His father, Daniel Williamson, a letter carrier, said Jacob tends to give full vent to his happiness. The home-schooled math whiz, who learned to read at 4, will raise a ruckus, for example, when he scores a good coin on eBay for his collection.
“He’s a free-range chicken, my friend,” said Williamson, looking over at his son. “People love him for his honesty and his joy of life.”
But Jacob, who made it through “rhadamanthine” and “carcharodont,” fell to “kabarogoya.”
“I know it. I know it,” he shouted with joy.But he didn’t. “What!?” he cried in disbelief when the bell ended his run. The crowd roared, “Noooo!” and rose to its feet.
Sriram’s mother, Roopa Hathwar, who is a doctor like his father, said her son studied more” after coming up just short of the trophy last year. It was his third time making the final round.

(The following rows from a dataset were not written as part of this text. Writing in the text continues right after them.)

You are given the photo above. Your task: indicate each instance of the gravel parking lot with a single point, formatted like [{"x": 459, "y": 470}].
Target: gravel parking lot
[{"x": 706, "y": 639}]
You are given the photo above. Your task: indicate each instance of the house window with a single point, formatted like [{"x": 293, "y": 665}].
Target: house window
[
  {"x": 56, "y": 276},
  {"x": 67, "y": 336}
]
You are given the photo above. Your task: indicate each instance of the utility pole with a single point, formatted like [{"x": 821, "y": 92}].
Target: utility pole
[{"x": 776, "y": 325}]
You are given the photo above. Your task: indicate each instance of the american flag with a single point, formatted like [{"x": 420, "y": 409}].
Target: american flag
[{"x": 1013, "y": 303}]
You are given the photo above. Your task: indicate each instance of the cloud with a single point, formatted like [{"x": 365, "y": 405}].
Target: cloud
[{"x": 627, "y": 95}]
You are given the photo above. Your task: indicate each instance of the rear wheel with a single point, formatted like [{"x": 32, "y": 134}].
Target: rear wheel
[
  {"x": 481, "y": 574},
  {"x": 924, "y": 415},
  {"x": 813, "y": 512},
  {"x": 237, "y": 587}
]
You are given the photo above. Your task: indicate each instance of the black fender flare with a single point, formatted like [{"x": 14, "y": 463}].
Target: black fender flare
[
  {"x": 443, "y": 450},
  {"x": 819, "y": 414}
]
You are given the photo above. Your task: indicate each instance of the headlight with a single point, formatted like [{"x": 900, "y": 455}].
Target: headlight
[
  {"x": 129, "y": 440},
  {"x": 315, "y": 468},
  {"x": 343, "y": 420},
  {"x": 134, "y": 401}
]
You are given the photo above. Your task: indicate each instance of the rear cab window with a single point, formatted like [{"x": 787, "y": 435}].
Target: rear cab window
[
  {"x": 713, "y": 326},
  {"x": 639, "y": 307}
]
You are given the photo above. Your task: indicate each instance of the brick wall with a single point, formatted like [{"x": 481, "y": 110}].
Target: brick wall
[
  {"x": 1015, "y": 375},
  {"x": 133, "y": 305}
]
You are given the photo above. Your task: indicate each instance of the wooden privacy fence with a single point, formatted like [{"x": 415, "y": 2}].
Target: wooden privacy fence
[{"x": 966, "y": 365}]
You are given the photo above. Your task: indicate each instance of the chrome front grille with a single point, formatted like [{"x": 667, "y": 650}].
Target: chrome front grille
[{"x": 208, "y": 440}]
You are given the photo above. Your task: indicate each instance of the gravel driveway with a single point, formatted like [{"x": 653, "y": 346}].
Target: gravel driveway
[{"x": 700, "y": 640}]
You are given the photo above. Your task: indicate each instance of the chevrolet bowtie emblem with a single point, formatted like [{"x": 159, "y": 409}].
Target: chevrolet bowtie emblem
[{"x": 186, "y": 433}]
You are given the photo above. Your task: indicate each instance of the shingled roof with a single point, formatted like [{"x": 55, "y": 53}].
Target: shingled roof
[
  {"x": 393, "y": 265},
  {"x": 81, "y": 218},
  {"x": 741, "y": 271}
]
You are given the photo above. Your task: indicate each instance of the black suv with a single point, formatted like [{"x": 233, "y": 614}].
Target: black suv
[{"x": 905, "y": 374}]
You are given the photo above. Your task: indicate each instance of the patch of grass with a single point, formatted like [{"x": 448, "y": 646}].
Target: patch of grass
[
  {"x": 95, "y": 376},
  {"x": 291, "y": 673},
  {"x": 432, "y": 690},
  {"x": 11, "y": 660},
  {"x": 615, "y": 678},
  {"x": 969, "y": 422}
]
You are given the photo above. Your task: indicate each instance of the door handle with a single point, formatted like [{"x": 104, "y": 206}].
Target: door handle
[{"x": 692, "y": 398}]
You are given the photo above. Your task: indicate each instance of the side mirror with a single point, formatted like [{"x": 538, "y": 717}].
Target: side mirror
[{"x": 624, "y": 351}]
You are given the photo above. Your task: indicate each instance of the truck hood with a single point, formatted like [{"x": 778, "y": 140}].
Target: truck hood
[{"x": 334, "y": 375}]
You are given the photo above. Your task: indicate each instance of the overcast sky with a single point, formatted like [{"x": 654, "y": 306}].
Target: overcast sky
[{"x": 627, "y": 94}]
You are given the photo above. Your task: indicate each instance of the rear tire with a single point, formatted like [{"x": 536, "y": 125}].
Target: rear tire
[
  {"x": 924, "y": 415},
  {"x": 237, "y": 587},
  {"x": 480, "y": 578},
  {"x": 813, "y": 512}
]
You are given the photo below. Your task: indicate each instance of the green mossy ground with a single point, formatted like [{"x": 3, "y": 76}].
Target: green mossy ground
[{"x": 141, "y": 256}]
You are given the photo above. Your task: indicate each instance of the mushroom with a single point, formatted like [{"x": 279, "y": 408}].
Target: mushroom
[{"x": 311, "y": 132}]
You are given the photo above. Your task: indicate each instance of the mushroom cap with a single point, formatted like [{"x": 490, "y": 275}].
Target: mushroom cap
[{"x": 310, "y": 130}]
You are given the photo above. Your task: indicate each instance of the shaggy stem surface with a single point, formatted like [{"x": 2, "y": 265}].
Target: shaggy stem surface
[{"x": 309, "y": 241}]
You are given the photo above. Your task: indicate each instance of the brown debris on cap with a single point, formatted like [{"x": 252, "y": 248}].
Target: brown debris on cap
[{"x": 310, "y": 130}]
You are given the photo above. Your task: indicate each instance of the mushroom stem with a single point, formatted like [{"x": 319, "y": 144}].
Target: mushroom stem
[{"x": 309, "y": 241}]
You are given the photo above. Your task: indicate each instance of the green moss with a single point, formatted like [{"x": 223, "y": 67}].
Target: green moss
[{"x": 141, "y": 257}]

“He really increased his efforts,” she said. “He studied the dictionary more often and went over the words over and over.”
Thursday marked the most intense day of competition since spellers began gathering over the weekend. The welcome picnic, the autograph collecting and the messing with the free tablet they each got from Microsoft gave way to the contest’s hardest words and the unforgiving rhythm of live television. As the commercial breaks grew more frequent in prime time, each elicited a subtle ambient groan from the assembled.
“Sure, to a certain degree they want the competition to go on, and it s kind of agonizing to wait. But they do want their friends to see them on TV,” said Blake Gidden, a former national winner who was doing duty as a judge Thursday. Sitting next to the old hotel desk bell, he was the wielder of the dreaded ding.